# St Dupont Maxijet issue



## Haminator7 (Nov 4, 2016)

Having an issue with a St Dupont Maxijet torch. I purchased from an online retailer, as no shop near me carries them. I love the fit and finish of the lighter, overall feel and quality are you'd expect from something of this price point. However, the igniter seems to not produce spark randomly. As the little doors open on the top you can see it spark and lite. On the missed lites I cannot see spark. I have found no rhyme nor reason for this such as angle, gas setting, way it's held, speed ignitor lever is depressed etc. There is also no clear failure pattern. It will lite well 10x then fail 10x in a row or any random combination. I am using 9x butane and have vector on the way. Again I do not believe it to be the butane. Has anyone had this issue? Could the tip of the igniter be a mm or so to far from the contact point on the head? I know Dupont uses the best igniters they can get and I cannot see it possible it's failing itself randomly. Either it would work or wouldn't is my thought. 

I really don't want to send out my new lighter.

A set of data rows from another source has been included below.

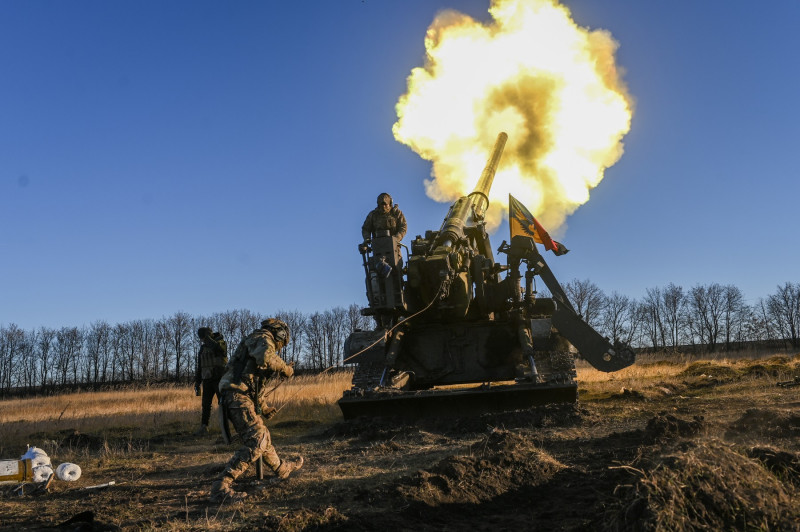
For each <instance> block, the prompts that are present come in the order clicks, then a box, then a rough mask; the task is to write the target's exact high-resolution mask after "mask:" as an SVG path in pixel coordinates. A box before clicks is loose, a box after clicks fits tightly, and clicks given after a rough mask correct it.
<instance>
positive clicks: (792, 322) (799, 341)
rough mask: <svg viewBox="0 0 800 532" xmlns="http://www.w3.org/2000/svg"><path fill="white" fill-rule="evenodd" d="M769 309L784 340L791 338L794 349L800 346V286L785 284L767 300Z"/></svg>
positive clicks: (790, 283)
mask: <svg viewBox="0 0 800 532" xmlns="http://www.w3.org/2000/svg"><path fill="white" fill-rule="evenodd" d="M767 307H768V309H769V313H770V315H771V316H772V320H773V321H774V322H775V324H776V325H777V327H778V330H779V331H780V334H781V337H782V338H789V340H790V342H791V343H792V347H798V346H800V341H798V330H800V323H798V322H799V321H800V284H793V283H789V282H787V283H785V284H784V285H783V286H778V291H777V292H776V293H774V294H772V295H770V296H768V298H767Z"/></svg>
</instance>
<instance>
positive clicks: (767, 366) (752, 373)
mask: <svg viewBox="0 0 800 532" xmlns="http://www.w3.org/2000/svg"><path fill="white" fill-rule="evenodd" d="M737 365H738V366H740V369H739V371H740V372H741V374H742V375H744V376H746V377H754V378H763V377H780V378H783V377H786V376H787V375H791V372H792V369H793V365H792V364H791V362H790V361H789V358H788V357H785V356H774V357H771V358H768V359H767V360H742V361H740V362H739V363H738V364H737Z"/></svg>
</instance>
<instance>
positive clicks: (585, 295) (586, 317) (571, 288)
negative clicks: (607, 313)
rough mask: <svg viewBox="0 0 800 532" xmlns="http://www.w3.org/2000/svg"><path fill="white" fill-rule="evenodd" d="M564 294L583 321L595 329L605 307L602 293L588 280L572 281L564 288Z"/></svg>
mask: <svg viewBox="0 0 800 532" xmlns="http://www.w3.org/2000/svg"><path fill="white" fill-rule="evenodd" d="M564 292H566V294H567V297H568V298H569V300H570V302H572V305H573V306H574V307H575V312H577V313H578V314H579V315H580V316H581V318H583V321H585V322H586V323H588V324H589V325H591V326H592V327H596V326H597V325H598V324H599V321H600V316H601V314H602V312H603V308H604V307H605V305H606V296H605V294H603V291H602V290H600V288H599V287H598V286H597V285H596V284H594V283H593V282H591V281H590V280H589V279H584V280H582V281H581V280H578V279H573V280H572V281H570V282H568V283H567V284H566V285H565V286H564Z"/></svg>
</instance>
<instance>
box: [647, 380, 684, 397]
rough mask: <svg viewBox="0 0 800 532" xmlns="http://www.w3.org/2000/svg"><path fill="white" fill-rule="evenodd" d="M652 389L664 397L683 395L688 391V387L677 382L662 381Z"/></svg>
mask: <svg viewBox="0 0 800 532" xmlns="http://www.w3.org/2000/svg"><path fill="white" fill-rule="evenodd" d="M651 389H652V390H653V391H655V392H656V393H657V394H659V395H662V396H670V395H681V394H682V393H683V392H684V391H686V385H685V384H678V383H675V382H664V381H661V382H657V383H655V384H654V385H653V386H652V387H651Z"/></svg>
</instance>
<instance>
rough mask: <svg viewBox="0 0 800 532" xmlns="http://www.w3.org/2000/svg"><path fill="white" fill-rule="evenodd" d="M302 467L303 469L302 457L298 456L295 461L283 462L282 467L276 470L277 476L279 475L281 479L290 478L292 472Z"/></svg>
mask: <svg viewBox="0 0 800 532" xmlns="http://www.w3.org/2000/svg"><path fill="white" fill-rule="evenodd" d="M301 467H303V457H302V456H298V457H297V458H295V459H294V460H281V465H279V466H278V469H276V470H275V474H276V475H278V477H279V478H289V475H291V474H292V471H297V470H298V469H300V468H301Z"/></svg>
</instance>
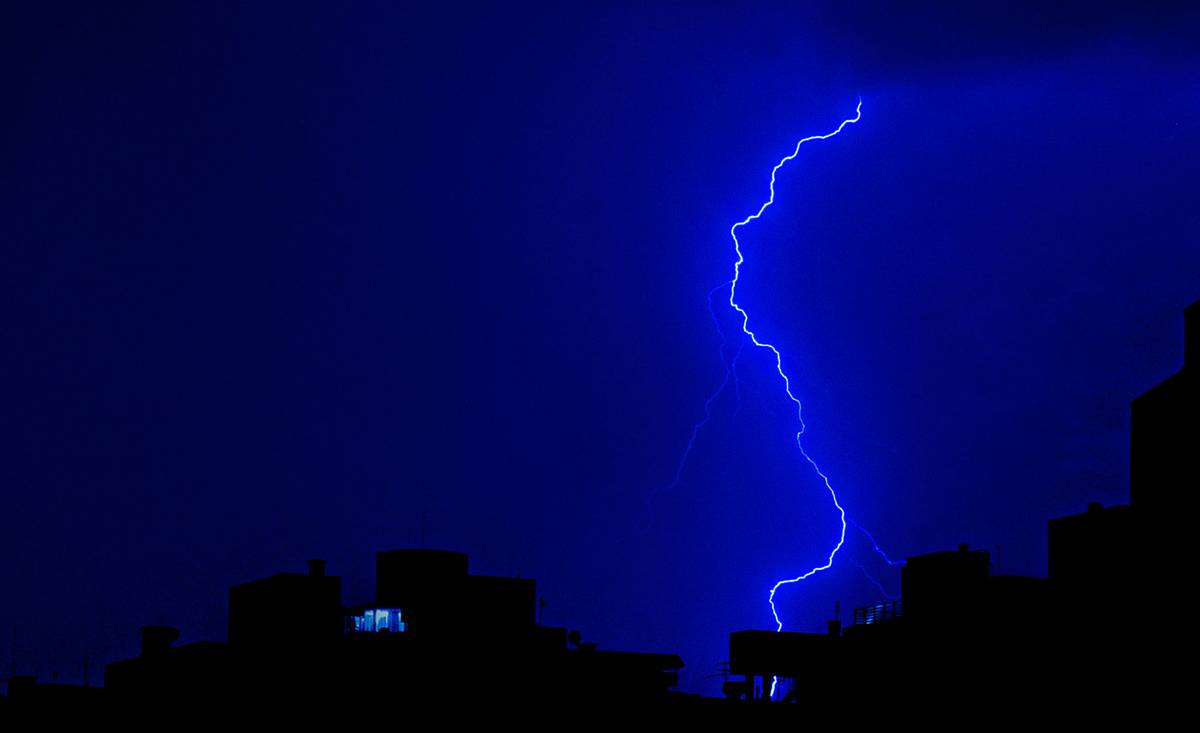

I know they disassemble easily and I'm very mechanically inclined but don't know what I'd be looking for. 

I've had Xikar, Lotus, Porsche Design and others and they all lit more reliably. I am dissatisfied with this aspect and it's a big one. Aside from that I love it. 

Thanks in advance.


----------



## TonyBrooklyn (Jan 28, 2010)

Its under warranty send it back period.


----------



## Rondo (Sep 9, 2015)

They have a 2 year warranty.
Fortunately, no problems with mine. Love it.


----------



## OneStrangeOne (Sep 10, 2016)

Send it back, in answer to your question, yes, the contact point can be off just a bit, I have had to make minor adjustments on cheaper lighters Colibri, Lotus I haven't had any problems with any of my Xikar and my St Dupont has never failed to ignite. Have you tried to purge it? Imo, the only thing that causes more lighter problems than excess air in the tank is cheap fuel. Well sometimes pocket lint!


----------



## Haminator7 (Nov 4, 2016)

Thanks guys. It goes back Monday.


----------



## Rob H. (Apr 7, 2021)

Haminator7 said:


> Having an issue with a St Dupont Maxijet torch. I purchased from an online retailer, as no shop near me carries them. I love the fit and finish of the lighter, overall feel and quality are you'd expect from something of this price point. However, the igniter seems to not produce spark randomly. As the little doors open on the top you can see it spark and lite. On the missed lites I cannot see spark. I have found no rhyme nor reason for this such as angle, gas setting, way it's held, speed ignitor lever is depressed etc. There is also no clear failure pattern. It will lite well 10x then fail 10x in a row or any random combination. I am using 9x butane and have vector on the way. Again I do not believe it to be the butane. Has anyone had this issue? Could the tip of the igniter be a mm or so to far from the contact point on the head? I know Dupont uses the best igniters they can get and I cannot see it possible it's failing itself randomly. Either it would work or wouldn't is my thought.
> 
> I really don't want to send out my new lighter. I know they disassemble easily and I'm very mechanically inclined but don't know what I'd be looking for.
> 
> ...


hey there hopefully u got the maxijet fixed. It was likely due to being a little too far from the burner. I have several ST Dupont torches and they are all top notch quality. As far as gas goes, I use Xikar Purofine (silver can) for all of my lighters with exceptions being Defi Extreme and the 2x version. On those I use Xikar High Performance (black can). Best of luck!


----------



## Olecharlie (Oct 28, 2017)

I have a Maxi that was gifted to me a year ago but no receipt. Mine is leaking fuel intermittentl. i Luv this lighter byt no receipt no warranty. Probably goingbto send to a repair shop in SC for repair


----------